FIG. 2 is a timing chart showing the operation of this device. When a high-level address pulse is applied to the vertical address line 6-1, only the vertical selection transistors 3 in this line are turned on. As a result, a source follower circuit is constituted by the amplification transistor 2 and the load transistor 9 in this line.
With this operation, the gate voltage of the amplification transistor 2, i.e., almost the same voltage as that of the photodiode 1, appears on the vertical signal line 8.

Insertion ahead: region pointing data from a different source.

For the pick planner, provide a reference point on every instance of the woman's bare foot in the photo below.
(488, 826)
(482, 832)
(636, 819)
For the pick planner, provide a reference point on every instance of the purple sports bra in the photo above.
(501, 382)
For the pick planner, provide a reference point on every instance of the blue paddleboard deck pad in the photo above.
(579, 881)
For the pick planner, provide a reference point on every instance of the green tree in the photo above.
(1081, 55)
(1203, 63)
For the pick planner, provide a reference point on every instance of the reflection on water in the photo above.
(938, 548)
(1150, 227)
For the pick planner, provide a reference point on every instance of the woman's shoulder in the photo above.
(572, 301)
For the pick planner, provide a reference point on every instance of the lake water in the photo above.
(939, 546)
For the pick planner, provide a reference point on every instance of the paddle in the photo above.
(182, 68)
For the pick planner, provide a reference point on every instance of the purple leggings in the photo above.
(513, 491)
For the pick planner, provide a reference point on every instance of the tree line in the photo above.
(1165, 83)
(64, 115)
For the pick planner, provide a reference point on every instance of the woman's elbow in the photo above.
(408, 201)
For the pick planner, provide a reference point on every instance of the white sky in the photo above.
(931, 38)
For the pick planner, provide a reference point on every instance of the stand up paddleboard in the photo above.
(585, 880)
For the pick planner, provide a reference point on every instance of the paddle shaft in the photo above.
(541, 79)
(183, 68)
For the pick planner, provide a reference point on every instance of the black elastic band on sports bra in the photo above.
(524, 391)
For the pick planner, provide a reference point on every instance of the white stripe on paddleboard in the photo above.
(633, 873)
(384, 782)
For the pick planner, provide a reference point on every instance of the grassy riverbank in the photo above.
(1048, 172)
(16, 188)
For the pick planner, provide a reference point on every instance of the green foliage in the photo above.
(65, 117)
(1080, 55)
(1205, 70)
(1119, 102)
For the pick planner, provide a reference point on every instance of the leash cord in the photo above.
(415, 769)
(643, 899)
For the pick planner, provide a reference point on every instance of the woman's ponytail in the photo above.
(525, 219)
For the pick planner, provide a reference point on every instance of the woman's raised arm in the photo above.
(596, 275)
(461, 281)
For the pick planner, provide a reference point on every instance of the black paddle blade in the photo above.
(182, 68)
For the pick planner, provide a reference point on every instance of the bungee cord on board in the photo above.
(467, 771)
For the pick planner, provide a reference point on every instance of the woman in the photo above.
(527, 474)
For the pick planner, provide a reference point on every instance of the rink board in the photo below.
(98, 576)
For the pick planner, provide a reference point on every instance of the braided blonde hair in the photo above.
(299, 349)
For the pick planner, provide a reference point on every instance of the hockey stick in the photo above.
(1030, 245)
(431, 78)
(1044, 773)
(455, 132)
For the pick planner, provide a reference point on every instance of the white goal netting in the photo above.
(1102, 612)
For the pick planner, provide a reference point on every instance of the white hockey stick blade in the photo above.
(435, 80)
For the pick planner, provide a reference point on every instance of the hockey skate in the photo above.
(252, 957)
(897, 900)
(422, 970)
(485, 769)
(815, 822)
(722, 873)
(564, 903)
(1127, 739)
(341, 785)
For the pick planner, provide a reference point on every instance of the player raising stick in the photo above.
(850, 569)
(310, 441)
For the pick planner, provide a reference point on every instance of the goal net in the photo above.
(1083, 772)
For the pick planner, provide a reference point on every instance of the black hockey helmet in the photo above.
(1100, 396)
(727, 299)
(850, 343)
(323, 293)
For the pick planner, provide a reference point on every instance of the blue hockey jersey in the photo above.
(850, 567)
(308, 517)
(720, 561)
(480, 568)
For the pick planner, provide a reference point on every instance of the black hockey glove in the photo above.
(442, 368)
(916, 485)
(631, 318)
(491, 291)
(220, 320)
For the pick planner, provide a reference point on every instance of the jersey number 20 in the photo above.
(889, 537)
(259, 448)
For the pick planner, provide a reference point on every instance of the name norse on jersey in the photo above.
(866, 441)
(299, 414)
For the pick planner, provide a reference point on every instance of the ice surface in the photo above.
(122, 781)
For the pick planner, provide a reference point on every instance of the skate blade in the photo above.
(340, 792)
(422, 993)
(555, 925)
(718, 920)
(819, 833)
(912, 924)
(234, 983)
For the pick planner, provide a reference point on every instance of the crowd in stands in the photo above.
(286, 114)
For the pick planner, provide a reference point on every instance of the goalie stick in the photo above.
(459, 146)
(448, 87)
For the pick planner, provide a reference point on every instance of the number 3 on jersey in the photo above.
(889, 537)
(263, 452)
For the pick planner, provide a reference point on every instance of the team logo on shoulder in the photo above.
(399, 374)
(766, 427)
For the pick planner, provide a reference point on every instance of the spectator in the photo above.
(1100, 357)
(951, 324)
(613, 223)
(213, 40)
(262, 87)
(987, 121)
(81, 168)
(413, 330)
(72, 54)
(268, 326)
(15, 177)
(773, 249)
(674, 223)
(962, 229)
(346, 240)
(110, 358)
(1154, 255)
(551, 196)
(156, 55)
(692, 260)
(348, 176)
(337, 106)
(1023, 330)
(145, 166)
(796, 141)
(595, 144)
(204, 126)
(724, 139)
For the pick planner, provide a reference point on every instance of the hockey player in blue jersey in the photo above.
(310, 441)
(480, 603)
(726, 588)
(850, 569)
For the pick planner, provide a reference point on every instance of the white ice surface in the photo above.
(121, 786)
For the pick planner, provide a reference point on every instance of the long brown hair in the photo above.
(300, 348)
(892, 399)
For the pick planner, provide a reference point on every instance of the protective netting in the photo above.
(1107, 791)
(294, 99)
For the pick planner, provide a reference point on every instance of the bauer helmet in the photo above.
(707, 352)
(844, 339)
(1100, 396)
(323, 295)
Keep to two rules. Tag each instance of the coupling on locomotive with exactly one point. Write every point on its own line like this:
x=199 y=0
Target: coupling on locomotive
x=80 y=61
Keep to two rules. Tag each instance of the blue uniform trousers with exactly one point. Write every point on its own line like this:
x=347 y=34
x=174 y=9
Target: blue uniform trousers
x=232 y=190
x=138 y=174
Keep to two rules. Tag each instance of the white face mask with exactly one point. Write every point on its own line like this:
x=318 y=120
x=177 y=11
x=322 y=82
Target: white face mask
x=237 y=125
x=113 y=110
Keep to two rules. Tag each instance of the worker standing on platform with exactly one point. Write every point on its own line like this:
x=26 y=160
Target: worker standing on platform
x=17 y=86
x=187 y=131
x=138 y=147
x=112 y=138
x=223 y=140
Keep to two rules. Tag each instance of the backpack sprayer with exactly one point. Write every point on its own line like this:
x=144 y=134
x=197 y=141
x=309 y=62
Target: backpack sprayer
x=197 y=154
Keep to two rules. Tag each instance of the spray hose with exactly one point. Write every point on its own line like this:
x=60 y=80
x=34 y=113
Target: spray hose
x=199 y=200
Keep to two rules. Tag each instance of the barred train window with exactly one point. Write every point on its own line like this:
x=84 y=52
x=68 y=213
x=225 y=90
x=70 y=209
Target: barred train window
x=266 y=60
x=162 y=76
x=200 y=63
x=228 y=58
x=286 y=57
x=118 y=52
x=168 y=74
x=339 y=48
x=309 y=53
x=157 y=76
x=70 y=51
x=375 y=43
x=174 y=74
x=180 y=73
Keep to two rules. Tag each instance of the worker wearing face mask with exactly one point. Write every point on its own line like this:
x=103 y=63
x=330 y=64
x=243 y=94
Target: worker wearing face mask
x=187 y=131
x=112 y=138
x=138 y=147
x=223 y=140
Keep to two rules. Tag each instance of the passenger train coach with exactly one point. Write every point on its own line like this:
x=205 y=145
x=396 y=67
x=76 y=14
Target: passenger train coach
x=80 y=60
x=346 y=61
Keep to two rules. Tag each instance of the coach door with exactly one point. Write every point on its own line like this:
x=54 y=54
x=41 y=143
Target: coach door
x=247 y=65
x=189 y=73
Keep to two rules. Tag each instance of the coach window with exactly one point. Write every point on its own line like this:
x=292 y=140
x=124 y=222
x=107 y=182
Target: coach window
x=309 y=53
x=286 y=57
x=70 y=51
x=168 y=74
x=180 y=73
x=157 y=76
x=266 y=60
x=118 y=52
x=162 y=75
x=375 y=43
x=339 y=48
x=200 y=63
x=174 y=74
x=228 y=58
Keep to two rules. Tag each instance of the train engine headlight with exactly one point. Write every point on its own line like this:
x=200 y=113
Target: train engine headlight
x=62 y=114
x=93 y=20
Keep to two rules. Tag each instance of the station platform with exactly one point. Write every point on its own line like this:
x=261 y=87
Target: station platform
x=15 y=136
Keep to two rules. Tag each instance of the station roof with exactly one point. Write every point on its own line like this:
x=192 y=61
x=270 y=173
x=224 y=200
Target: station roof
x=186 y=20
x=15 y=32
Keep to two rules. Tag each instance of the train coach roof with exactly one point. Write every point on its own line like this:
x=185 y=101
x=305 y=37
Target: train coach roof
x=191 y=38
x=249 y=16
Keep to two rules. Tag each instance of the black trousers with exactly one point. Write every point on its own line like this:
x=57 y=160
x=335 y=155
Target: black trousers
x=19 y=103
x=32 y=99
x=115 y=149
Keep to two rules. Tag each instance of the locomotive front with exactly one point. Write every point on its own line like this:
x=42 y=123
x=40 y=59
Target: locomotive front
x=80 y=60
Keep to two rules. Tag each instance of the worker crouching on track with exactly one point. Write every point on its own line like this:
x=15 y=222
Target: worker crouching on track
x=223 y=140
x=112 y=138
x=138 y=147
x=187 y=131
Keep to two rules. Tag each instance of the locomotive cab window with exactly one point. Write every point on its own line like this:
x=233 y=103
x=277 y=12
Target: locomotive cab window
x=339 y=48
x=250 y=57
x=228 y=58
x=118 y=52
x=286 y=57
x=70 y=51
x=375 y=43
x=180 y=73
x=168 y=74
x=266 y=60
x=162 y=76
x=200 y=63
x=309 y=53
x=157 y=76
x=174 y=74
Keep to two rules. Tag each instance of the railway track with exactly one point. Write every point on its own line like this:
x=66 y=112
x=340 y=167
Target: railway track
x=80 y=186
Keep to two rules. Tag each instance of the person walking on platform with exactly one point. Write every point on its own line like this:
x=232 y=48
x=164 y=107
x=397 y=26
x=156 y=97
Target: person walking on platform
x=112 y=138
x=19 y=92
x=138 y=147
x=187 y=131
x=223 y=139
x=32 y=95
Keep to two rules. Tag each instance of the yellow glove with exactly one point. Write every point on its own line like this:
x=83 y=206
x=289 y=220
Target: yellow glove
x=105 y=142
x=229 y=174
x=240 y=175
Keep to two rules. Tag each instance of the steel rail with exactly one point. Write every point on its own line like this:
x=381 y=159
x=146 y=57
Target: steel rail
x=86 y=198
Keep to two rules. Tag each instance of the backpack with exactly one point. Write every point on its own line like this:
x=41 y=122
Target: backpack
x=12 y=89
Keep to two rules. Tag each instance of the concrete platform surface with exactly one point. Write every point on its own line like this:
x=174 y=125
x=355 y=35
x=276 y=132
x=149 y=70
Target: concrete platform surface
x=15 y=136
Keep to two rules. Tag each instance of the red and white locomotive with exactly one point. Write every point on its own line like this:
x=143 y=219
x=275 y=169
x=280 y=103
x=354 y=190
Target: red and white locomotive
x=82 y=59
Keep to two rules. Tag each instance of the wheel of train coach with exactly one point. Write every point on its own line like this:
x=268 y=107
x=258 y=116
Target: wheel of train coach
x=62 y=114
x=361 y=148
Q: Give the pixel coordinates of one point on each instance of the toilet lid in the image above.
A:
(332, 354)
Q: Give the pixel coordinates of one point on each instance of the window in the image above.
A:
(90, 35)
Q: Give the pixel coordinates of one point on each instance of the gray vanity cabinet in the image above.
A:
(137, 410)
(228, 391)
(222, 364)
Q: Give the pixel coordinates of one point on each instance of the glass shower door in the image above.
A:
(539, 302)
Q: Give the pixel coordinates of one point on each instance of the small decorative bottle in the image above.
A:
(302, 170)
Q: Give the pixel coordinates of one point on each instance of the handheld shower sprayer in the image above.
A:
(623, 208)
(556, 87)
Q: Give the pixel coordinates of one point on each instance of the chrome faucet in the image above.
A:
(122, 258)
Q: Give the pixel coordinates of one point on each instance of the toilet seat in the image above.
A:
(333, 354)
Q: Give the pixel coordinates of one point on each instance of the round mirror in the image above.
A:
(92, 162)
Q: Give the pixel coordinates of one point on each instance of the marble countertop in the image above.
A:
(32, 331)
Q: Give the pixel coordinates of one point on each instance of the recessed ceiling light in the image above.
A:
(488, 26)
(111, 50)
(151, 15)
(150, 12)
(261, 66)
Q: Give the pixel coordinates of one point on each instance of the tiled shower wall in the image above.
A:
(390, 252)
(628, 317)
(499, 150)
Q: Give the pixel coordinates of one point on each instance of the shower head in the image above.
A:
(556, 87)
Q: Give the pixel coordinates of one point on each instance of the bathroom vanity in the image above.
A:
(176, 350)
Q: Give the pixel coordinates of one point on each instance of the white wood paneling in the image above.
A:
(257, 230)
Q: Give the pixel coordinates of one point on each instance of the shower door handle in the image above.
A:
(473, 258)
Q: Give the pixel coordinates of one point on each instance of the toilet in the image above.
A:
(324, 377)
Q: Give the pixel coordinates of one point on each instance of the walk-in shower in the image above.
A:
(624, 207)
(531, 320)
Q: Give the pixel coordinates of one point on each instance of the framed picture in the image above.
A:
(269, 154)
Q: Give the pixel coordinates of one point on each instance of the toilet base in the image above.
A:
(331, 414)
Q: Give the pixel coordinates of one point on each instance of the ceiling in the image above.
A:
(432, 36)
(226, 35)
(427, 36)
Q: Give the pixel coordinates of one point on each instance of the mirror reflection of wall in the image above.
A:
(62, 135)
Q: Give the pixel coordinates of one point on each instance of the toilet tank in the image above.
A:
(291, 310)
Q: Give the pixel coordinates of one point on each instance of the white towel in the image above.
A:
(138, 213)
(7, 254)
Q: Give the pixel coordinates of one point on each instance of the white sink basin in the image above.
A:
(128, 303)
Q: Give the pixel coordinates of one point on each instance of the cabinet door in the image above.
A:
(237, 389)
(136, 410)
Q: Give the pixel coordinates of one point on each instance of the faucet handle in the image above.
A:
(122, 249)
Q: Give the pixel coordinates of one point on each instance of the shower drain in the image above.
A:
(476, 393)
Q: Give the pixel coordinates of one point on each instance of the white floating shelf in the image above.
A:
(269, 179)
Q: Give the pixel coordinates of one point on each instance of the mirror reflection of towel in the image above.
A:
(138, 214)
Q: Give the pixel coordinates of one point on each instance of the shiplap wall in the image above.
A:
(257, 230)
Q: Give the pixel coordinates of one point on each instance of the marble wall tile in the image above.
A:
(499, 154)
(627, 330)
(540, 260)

Horizontal address pulses are sequentially applied from the horizontal address circuit 13 to the horizontal selection transistors 12-1, 12-2, . . . to sequentially output signals corresponding to lines (rows) from the signal output terminal 15. When the signal corresponding to one line is completely read out, a high-level reset pulse is applied to the reset line 7-1 to turn on the reset transistor 4 in this line so as to reset the signal charge.
By sequentially performing this operation for the subsequent lines, all the signals in the two-dimensional matrix can be read out. In this case, a voltage corresponding to almost the same change in the potential of the photodiode 1 appears on the vertical signal line 8. If the capacitances of the photodiode 1 and the vertical signal line 8 are respectively represented by Cs and Cv, the signal charge is amplified Cv/Cs times. In general, Cv is much larger than Cs.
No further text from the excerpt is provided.